If there’s one takeaway from 2022 TV so far, it’s that not everything needs to be turned into a drama.
Apple TV Plus’ WeCrashed, about the troubles of flashy startup WeWork – including its $37 billion valuation loss – does not have the same zip and drive as Hulu’s documentary on the same subject from the year before. Likewise, Hulu’s The Dropout, which chronicles the rise and fall of pharmaceutical entrepreneur Elizabeth Holmes, lacks the intrigue and pure shock value of Alex Gibney’s documentary, The Inventor: Out For Blood in Silicon Valley; the latter tells the same story, better, in less than a third of the time.
Danny Boyle’s lavish new Hulu drama Pistol falls into exactly the same category. This six-part drama about the formation, explosion and implosion of punk icons The Sex Pistols pales in comparison to a great many documentaries about the history of punk rock. Held up next to its fiery, vibrant subject matter, it’s frankly drab and dull.
The show is based on Lonely Boy: Tales from a Sex Pistol, the memoir from one-time Sex Pistols guitarist Steve Jones. It is written by Craig Pearce, who co-wrote several films with Baz Luhrmann, including Romeo + Juliet and Moulin Rouge! Boyle directed all six episodes. It’s billed as a brash, unflinching account of a formative time in the United Kingdom, a time that changed music forever, a time full of debauchery, excess and big ideas. A real counter-cultural moment. Sadly, the show plays out like its script was copied and pasted straight from Wikipedia, ticking off major events in The Sex Pistols' history with all the verve and spark of a weekly trip around the fruit and vegetable aisles.
What’s especially grating is the series’ depiction of the various notables who came out of this historical era. The punk scene produced so many big characters, and all of them are in Boyle’s drama. Vivienne Westwood, who went on to become a luminary in high fashion, is running SEX, her fetish shop, alongside Malcolm McLaren, the svengali who would found The Sex Pistols. Also working in the shop is Chrissie Hynde, who’d later go on to front The Pretenders. Along the way, we spend time with Jordan – aka Pamela Rooke – the punk rock model who today adorns many a Topshop t-shirt; Richard Branson, back when he was just a monied record executive; and an up and coming Billy Idol. Then there are the band members themselves: John Lydon – aka Johnny Rotten – the motormouth punk prince; Sid Vicious, the notorious poster boy; and Jones, the illiterate waster who somehow found his way into one of music history’s most influential bands.

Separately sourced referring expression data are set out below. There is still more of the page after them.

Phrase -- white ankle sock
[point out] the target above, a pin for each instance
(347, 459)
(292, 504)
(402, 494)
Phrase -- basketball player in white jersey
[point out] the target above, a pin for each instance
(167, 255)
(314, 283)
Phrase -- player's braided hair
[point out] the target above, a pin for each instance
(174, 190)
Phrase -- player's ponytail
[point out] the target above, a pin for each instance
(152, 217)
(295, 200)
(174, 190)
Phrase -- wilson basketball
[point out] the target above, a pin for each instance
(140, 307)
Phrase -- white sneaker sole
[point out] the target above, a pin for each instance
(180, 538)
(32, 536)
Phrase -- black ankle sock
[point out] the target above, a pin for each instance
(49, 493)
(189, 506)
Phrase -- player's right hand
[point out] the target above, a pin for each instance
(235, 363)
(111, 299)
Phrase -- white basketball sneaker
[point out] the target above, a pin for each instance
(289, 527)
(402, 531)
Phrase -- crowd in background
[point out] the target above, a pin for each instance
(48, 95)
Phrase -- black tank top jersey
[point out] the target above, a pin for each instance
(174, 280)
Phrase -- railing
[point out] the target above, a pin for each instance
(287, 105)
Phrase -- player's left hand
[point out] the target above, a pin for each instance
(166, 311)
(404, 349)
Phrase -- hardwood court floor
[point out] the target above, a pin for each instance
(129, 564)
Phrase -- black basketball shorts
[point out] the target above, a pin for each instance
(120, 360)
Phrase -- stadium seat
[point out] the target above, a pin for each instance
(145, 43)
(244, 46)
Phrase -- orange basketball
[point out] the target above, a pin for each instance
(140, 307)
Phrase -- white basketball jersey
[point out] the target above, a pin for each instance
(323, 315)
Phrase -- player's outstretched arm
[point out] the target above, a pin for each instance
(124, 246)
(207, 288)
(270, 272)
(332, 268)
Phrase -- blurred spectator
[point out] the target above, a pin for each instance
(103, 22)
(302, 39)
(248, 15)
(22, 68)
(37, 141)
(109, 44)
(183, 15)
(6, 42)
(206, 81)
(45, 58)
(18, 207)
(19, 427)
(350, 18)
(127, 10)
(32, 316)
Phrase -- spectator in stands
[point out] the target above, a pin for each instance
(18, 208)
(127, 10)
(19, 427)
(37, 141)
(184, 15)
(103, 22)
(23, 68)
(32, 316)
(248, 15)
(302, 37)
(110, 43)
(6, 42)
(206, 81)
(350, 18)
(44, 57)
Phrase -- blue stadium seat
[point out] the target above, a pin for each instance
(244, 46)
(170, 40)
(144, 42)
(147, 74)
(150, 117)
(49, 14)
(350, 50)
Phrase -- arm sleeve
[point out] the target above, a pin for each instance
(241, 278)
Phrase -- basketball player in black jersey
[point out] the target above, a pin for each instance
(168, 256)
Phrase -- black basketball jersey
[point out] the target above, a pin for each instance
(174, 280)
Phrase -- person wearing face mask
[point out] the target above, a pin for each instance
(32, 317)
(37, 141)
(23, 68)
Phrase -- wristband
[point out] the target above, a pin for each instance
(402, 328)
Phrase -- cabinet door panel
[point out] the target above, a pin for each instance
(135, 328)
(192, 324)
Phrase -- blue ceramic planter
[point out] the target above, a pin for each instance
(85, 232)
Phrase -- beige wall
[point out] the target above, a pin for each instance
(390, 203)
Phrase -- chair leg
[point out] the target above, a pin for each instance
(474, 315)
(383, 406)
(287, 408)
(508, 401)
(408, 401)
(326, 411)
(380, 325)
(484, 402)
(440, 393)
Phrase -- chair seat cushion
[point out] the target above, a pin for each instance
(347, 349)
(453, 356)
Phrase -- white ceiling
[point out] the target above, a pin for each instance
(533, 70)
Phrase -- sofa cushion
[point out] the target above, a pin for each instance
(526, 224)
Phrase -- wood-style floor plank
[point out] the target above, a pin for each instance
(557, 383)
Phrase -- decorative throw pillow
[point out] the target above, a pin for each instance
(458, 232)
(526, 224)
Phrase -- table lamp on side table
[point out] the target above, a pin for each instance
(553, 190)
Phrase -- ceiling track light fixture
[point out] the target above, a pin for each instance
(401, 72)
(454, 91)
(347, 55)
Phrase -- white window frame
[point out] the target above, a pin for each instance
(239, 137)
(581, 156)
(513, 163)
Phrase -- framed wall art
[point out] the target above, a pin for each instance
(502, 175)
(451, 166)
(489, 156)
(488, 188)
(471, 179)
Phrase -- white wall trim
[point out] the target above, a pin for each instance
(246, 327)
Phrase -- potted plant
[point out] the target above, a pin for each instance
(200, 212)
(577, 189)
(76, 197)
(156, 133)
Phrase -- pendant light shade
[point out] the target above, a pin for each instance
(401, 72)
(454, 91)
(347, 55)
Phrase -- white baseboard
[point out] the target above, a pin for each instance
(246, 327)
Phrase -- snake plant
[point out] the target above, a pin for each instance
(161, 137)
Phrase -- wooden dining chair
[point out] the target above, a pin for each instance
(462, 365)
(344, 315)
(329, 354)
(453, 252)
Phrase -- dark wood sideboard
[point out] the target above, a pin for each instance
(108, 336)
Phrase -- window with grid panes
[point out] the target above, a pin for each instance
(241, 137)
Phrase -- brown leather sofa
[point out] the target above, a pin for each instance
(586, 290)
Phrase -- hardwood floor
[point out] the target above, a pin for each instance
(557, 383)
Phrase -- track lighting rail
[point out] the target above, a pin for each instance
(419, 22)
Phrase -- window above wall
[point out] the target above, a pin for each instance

So many big personalities who’ve left a lasting impression, and yet – with the exception of Jones, whose horrific upbringing is frequently referred to via flashback footage – none have any agency. Things just happen.
To tell the Sex Pistols’ story, Boyle mixes archival footage with his own fresh material. All the clips drive home one central point: England in 1975 is a stuffy, backward, socially Conservative hellhole, which is disappearing culturally up its own backside in the wilderness of a post-Beatles landscape. It is a land in desperate need of a cultural reset. Enter McLaren, the mastermind who would engineer The Sex Pistols – and change music forever.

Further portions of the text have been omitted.